My father, a sergeant first class, and my mother were two of about forty volunteers for the first two one-week sessions of the veterans’ camp at Kieve, so I got to see the operation in action. At first light, some of the soldiers attended chapel, where a local pastor volunteered her services. At nine everybody walked or drove to breakfast. The rest of the day included choices of snowshoeing, ice fishing, indoor rock climbing, pottery, spoon carving, and, for a lucky few, massages. Snacks were provided all day. At eight, everyone filtered into the building at the bottom of the hill for dinner and then an after-dinner activity.

 

Maria Millard told me that in the first two sessions of the program, they helped about forty people spend quality time with their families and make new friends who they could talk to and connect with. She said she wants to serve ten times as many veterans this year.

 

Maria said if she were to receive the grant from CTL, it would go into replication: to fund another week of the program this year.

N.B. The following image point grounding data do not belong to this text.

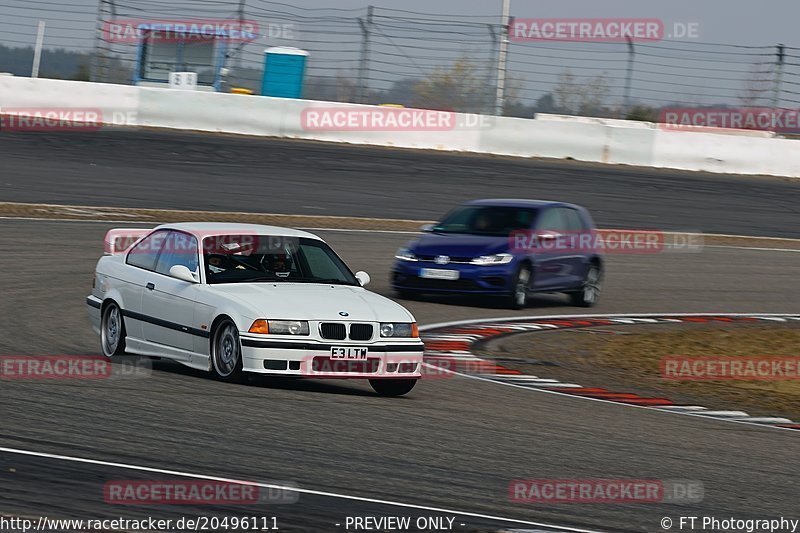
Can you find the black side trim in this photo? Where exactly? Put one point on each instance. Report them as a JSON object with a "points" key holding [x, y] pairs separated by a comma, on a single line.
{"points": [[251, 343], [166, 324]]}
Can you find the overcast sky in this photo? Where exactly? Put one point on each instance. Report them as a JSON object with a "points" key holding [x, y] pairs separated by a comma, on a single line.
{"points": [[679, 71], [745, 22]]}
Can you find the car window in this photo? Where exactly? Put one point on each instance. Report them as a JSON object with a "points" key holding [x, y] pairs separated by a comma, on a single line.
{"points": [[551, 220], [179, 249], [572, 219], [320, 264], [144, 254], [486, 220], [269, 258]]}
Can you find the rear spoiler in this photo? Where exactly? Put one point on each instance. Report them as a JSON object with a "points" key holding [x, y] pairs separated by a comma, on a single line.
{"points": [[118, 240]]}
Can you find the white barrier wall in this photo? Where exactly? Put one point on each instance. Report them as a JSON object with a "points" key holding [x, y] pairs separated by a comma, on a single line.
{"points": [[547, 136]]}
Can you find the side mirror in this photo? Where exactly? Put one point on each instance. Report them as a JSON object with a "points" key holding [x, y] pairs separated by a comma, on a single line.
{"points": [[182, 273], [362, 277]]}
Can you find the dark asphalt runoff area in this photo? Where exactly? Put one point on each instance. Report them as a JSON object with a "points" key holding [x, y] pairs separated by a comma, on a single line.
{"points": [[452, 443], [175, 170]]}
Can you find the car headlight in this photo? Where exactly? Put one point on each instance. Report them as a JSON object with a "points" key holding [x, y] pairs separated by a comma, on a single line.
{"points": [[404, 254], [280, 327], [496, 259], [399, 329]]}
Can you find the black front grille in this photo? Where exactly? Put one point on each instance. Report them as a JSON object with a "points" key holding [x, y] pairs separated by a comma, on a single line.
{"points": [[441, 284], [361, 332], [332, 330], [432, 259]]}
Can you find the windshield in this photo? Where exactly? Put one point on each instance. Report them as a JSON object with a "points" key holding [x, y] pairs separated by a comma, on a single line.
{"points": [[486, 220], [270, 258]]}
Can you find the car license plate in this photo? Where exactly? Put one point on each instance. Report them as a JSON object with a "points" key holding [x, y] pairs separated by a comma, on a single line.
{"points": [[348, 353], [439, 273]]}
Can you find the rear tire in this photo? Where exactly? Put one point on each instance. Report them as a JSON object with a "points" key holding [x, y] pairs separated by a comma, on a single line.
{"points": [[519, 294], [392, 387], [112, 331], [590, 291], [226, 352]]}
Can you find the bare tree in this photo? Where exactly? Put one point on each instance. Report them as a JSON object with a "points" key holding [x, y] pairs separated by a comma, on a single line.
{"points": [[581, 97], [458, 88], [757, 85]]}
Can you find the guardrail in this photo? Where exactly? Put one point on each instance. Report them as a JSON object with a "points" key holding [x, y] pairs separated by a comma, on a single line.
{"points": [[579, 138]]}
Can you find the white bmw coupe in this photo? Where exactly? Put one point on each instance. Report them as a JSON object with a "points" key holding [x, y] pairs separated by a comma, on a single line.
{"points": [[234, 298]]}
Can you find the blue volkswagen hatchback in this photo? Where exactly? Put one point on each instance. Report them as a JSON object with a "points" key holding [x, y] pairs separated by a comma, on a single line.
{"points": [[506, 248]]}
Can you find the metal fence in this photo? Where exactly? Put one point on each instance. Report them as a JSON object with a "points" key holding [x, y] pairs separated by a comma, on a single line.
{"points": [[440, 61]]}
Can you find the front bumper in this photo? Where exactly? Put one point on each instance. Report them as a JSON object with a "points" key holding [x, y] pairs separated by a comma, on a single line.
{"points": [[473, 279], [313, 359]]}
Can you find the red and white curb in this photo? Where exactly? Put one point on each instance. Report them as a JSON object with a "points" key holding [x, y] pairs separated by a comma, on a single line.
{"points": [[448, 347]]}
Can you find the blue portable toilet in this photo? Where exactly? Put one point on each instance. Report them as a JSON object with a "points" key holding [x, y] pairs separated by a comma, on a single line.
{"points": [[284, 68]]}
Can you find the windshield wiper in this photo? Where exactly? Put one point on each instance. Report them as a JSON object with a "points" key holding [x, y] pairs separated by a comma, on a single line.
{"points": [[257, 278], [331, 281]]}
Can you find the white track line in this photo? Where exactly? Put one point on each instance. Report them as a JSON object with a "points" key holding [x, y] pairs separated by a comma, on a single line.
{"points": [[291, 489], [706, 414], [397, 232]]}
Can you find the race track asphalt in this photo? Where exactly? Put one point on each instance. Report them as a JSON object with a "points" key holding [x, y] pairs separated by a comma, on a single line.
{"points": [[174, 170], [453, 443]]}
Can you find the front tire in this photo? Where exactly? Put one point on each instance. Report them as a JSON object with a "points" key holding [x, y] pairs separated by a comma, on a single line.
{"points": [[112, 331], [226, 352], [392, 387], [590, 291]]}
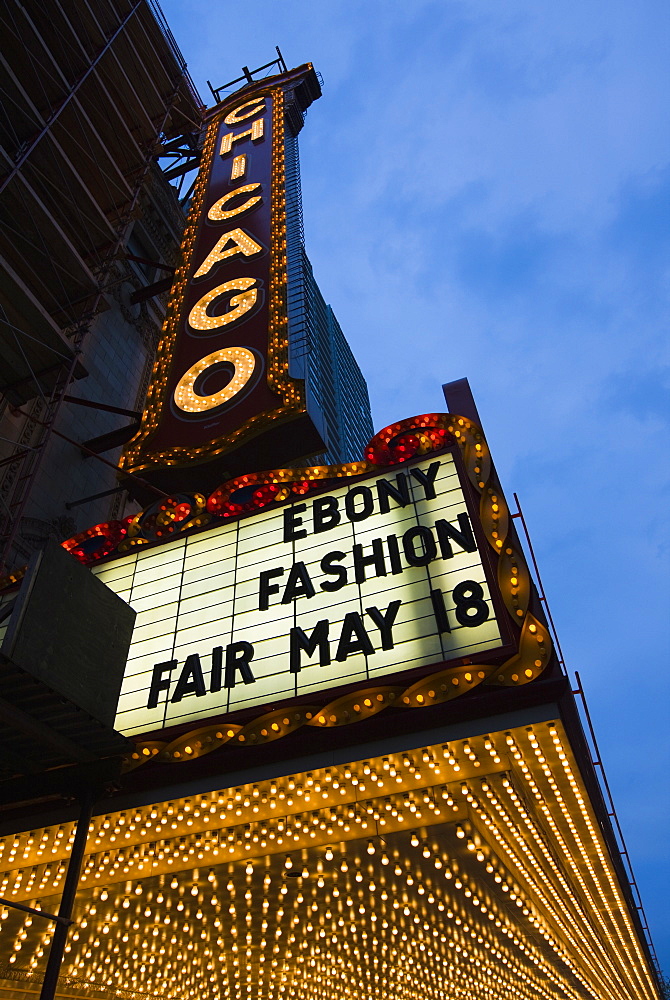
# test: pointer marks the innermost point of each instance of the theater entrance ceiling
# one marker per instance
(469, 869)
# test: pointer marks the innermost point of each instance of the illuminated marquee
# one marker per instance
(375, 578)
(221, 378)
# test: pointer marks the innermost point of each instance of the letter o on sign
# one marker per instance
(244, 363)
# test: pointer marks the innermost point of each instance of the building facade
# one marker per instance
(94, 227)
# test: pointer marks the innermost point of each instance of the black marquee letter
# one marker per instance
(292, 522)
(384, 622)
(428, 545)
(353, 638)
(190, 680)
(308, 643)
(328, 566)
(368, 503)
(464, 537)
(238, 655)
(326, 514)
(298, 584)
(159, 682)
(265, 588)
(400, 492)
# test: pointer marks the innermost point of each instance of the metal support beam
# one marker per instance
(59, 940)
(40, 135)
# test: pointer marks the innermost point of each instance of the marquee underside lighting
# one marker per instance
(474, 868)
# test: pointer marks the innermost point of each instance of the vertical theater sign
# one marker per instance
(221, 396)
(357, 771)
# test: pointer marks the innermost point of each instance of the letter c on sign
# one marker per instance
(244, 111)
(244, 363)
(200, 319)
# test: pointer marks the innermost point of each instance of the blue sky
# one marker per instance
(486, 193)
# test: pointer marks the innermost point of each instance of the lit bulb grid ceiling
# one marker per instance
(474, 868)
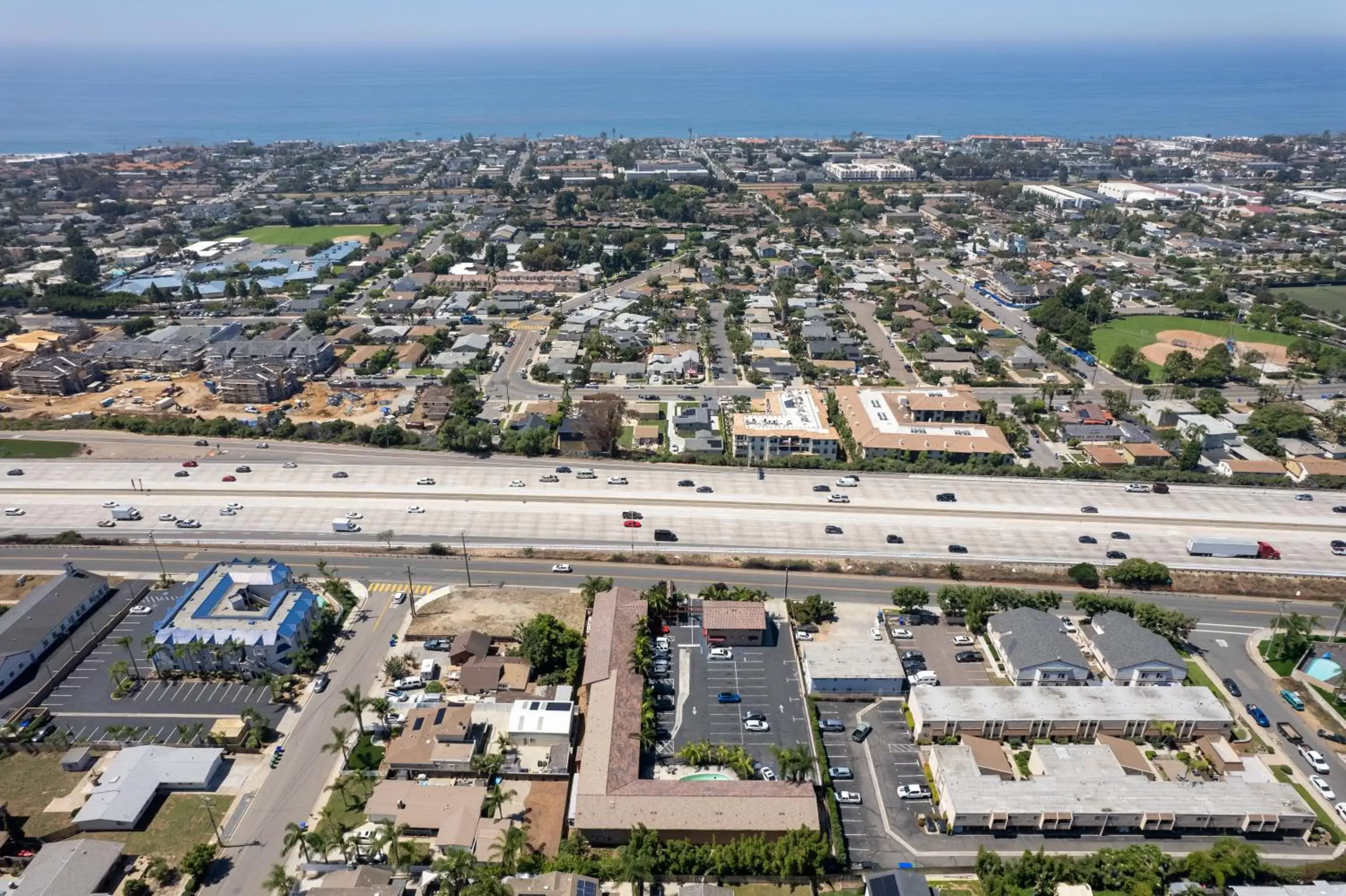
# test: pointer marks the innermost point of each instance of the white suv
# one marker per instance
(1315, 759)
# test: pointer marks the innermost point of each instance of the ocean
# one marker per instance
(107, 101)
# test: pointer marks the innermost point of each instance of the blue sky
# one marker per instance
(463, 23)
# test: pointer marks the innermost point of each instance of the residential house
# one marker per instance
(1036, 650)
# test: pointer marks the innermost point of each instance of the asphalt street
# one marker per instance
(505, 504)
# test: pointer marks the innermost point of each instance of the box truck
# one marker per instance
(1232, 548)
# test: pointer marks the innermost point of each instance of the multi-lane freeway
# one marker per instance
(507, 504)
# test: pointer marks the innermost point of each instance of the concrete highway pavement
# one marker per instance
(778, 514)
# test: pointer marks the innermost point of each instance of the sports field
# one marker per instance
(309, 236)
(1161, 331)
(1320, 298)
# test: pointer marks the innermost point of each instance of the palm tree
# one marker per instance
(453, 868)
(389, 836)
(295, 836)
(793, 763)
(279, 882)
(508, 847)
(340, 744)
(593, 587)
(354, 704)
(494, 801)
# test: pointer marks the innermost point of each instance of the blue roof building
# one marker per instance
(239, 615)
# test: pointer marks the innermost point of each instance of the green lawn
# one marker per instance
(309, 236)
(27, 785)
(349, 808)
(37, 448)
(365, 755)
(1320, 298)
(1283, 666)
(1143, 330)
(175, 825)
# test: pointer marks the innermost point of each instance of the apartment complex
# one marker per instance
(939, 423)
(795, 422)
(1079, 713)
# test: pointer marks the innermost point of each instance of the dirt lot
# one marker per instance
(496, 611)
(1198, 344)
(309, 405)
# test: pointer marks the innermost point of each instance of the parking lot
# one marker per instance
(766, 679)
(84, 704)
(886, 759)
(935, 639)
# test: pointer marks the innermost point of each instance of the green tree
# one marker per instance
(198, 860)
(909, 599)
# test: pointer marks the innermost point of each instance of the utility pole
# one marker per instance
(163, 574)
(466, 565)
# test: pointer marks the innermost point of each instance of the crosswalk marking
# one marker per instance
(380, 587)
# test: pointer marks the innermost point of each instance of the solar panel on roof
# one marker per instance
(883, 886)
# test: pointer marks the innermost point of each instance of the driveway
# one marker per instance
(878, 337)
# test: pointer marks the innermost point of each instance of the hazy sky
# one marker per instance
(311, 25)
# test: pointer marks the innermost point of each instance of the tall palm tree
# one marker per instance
(509, 845)
(295, 836)
(279, 882)
(340, 744)
(454, 868)
(354, 704)
(494, 801)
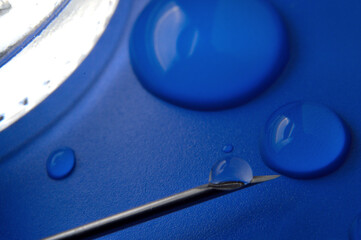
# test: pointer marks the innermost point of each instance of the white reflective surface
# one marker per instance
(22, 17)
(48, 60)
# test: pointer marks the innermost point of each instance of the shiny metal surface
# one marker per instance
(156, 209)
(50, 58)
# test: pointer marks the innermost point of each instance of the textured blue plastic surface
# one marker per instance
(60, 163)
(208, 56)
(304, 140)
(355, 229)
(133, 148)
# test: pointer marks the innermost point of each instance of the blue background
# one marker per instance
(133, 148)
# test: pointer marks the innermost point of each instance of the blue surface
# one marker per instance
(231, 169)
(304, 140)
(133, 148)
(227, 148)
(60, 163)
(208, 56)
(355, 229)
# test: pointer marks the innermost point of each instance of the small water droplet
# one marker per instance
(60, 163)
(355, 229)
(227, 148)
(304, 140)
(231, 169)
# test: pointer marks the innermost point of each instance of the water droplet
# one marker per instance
(304, 140)
(231, 169)
(355, 229)
(182, 52)
(60, 163)
(227, 148)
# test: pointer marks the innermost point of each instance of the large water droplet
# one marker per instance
(208, 54)
(231, 169)
(304, 140)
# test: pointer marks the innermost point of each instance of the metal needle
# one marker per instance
(156, 209)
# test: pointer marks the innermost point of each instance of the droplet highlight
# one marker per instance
(60, 163)
(304, 140)
(231, 169)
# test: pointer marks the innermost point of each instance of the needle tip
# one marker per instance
(259, 179)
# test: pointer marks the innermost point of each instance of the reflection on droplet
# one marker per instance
(304, 140)
(355, 229)
(231, 169)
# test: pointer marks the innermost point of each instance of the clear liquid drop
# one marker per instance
(231, 169)
(304, 140)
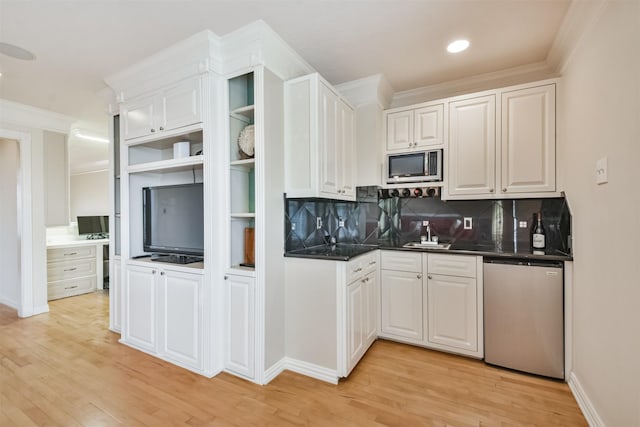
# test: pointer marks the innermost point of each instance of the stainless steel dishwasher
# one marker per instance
(524, 315)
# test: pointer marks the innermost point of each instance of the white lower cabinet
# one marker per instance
(402, 304)
(240, 325)
(163, 314)
(361, 317)
(433, 300)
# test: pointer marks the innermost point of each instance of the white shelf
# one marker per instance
(167, 165)
(243, 215)
(243, 113)
(243, 162)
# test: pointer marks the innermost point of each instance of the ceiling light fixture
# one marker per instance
(16, 52)
(458, 46)
(91, 137)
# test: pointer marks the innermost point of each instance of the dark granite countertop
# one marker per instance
(344, 252)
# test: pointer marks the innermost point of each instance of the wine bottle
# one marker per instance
(539, 238)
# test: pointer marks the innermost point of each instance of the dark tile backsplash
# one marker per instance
(395, 221)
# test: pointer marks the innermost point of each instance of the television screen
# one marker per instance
(93, 224)
(173, 220)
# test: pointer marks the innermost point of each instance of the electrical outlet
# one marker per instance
(468, 223)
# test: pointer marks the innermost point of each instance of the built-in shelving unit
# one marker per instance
(242, 169)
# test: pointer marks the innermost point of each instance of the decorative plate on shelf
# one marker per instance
(246, 142)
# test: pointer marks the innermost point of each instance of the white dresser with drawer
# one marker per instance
(73, 269)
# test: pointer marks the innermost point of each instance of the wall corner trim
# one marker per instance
(588, 410)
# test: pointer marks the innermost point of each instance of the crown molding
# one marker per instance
(508, 77)
(26, 115)
(186, 58)
(368, 90)
(579, 20)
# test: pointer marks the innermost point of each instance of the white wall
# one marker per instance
(89, 194)
(9, 242)
(599, 115)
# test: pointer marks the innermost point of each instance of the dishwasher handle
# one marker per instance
(524, 262)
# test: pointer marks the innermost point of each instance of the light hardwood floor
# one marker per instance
(65, 368)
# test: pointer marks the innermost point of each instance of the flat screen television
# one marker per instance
(173, 222)
(93, 226)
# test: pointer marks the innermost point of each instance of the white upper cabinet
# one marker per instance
(502, 144)
(415, 128)
(472, 146)
(320, 141)
(528, 140)
(175, 107)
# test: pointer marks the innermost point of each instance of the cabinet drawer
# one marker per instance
(76, 252)
(359, 266)
(402, 261)
(71, 269)
(67, 288)
(452, 265)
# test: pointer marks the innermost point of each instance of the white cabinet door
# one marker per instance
(347, 151)
(180, 317)
(528, 140)
(429, 126)
(115, 295)
(240, 325)
(400, 131)
(371, 292)
(452, 312)
(355, 323)
(140, 117)
(140, 307)
(472, 146)
(401, 304)
(328, 140)
(181, 105)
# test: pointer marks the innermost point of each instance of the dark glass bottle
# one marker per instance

Kieve is also teaching camps in North Carolina, Texas, and Minnesota about what they did and learned from the program, so similar opportunities can be made available to veterans in other parts of the country.

 

At the end of his week at Kieve, a soldier presented a slide show of pictures he had taken while he was on tour in Iraq. The show was rewarded with frequent calls of "Hey, I remember that!” “Boy, do I have a story for that one!” “Hey, when did you take that?” and “That brings back memories.” I watched as the soldiers’ eyes lit up at certain images and as they turned to new friends to tell them about a flashback. The veterans’ program at Kieve is the only place I know that this kind of healing happens. It’s something I strongly support, and something you can, too.